Persian Causality Corpus (PerCause) and the Causality Detection Benchmark
This work addresses the problem of causality detection in low-resource languages like Persian, providing a new corpus and benchmark, but it is incremental as it applies existing methods to a new dataset.
The authors tackled the challenge of recognizing causal elements and relations in Persian text by creating a human-annotated corpus with 4446 sentences and 5128 causal relations, and used it to train systems for detection, achieving an F-measure of 0.76 with CRF and 91.4% accuracy with Bi-LSTM-CRF.
Recognizing causal elements and causal relations in text is one of the challenging issues in natural language processing; specifically, in low resource languages such as Persian. In this research we prepare a causality human annotated corpus for the Persian language which consists of 4446 sentences and 5128 causal relations and three labels of cause, effect and causal mark -- if possibl -- are specified for each relation.
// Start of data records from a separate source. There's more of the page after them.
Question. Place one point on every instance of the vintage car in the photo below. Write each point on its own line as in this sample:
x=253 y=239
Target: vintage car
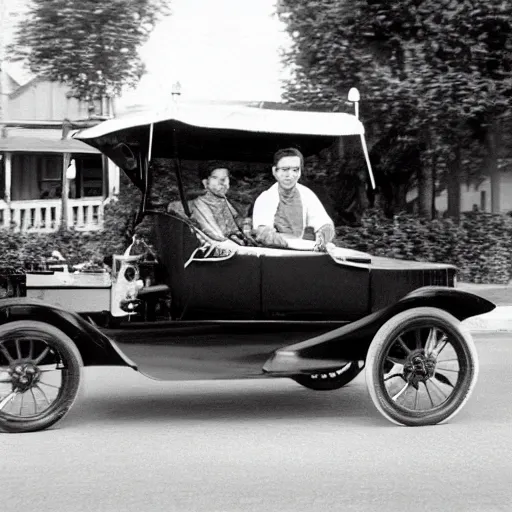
x=248 y=312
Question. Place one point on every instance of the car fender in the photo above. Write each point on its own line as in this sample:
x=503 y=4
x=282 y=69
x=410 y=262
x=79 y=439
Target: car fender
x=352 y=341
x=95 y=348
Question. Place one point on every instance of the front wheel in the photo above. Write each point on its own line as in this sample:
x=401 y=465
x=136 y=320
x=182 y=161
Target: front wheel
x=40 y=370
x=421 y=367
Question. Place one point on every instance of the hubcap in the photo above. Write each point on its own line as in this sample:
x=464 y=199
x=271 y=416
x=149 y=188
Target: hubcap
x=24 y=376
x=419 y=368
x=31 y=376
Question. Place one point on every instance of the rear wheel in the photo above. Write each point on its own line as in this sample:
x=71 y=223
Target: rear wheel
x=40 y=371
x=329 y=381
x=421 y=367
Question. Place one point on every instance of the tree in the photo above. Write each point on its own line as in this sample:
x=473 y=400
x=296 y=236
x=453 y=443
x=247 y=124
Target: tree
x=90 y=45
x=433 y=72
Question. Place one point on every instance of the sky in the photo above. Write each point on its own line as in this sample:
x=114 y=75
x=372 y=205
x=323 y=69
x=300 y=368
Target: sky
x=216 y=49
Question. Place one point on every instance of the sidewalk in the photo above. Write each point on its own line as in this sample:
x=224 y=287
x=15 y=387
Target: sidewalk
x=498 y=320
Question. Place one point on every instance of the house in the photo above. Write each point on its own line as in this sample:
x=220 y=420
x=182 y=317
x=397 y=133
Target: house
x=46 y=177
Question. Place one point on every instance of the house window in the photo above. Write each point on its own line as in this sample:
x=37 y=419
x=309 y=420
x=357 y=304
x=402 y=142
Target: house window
x=50 y=175
x=89 y=178
x=483 y=200
x=36 y=176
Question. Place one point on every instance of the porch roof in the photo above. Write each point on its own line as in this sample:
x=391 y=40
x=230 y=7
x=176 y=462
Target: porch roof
x=24 y=140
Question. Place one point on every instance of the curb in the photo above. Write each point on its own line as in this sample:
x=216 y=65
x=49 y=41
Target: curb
x=500 y=319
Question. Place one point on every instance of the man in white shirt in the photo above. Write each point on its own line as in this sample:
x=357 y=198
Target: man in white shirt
x=283 y=212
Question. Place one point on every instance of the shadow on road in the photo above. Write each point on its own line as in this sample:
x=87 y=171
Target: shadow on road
x=136 y=399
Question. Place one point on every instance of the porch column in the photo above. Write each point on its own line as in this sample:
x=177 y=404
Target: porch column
x=8 y=176
x=7 y=188
x=66 y=157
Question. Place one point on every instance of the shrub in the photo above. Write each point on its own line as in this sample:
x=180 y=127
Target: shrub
x=479 y=246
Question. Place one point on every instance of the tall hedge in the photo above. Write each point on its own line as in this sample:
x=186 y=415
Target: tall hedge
x=480 y=246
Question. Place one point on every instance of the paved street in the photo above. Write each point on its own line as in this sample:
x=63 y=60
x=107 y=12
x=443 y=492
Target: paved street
x=131 y=444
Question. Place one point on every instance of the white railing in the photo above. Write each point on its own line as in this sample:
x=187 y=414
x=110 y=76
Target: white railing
x=45 y=215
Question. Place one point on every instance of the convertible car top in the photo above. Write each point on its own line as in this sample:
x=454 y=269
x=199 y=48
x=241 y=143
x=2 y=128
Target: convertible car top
x=218 y=132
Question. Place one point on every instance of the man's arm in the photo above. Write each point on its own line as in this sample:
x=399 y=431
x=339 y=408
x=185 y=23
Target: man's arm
x=319 y=220
x=263 y=223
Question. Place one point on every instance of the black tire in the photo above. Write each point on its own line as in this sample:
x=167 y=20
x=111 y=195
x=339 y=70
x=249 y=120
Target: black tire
x=329 y=381
x=28 y=352
x=431 y=362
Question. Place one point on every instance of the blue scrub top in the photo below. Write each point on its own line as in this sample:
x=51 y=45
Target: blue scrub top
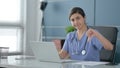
x=74 y=47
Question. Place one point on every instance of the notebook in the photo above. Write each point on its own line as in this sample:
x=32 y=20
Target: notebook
x=47 y=52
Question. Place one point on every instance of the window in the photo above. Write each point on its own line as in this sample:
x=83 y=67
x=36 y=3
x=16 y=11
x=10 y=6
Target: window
x=11 y=24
We have used this corpus to train a system for detecting causal elements boundaries. Also, we present a causality detection benchmark for three machine learning methods and two deep learning systems based on this corpus. Performance evaluations indicate that our best total result is obtained through CRF classifier which has F-measure of 0.76 and the best accuracy obtained through Bi-LSTM-CRF deep learning method with Accuracy equal to %91.4.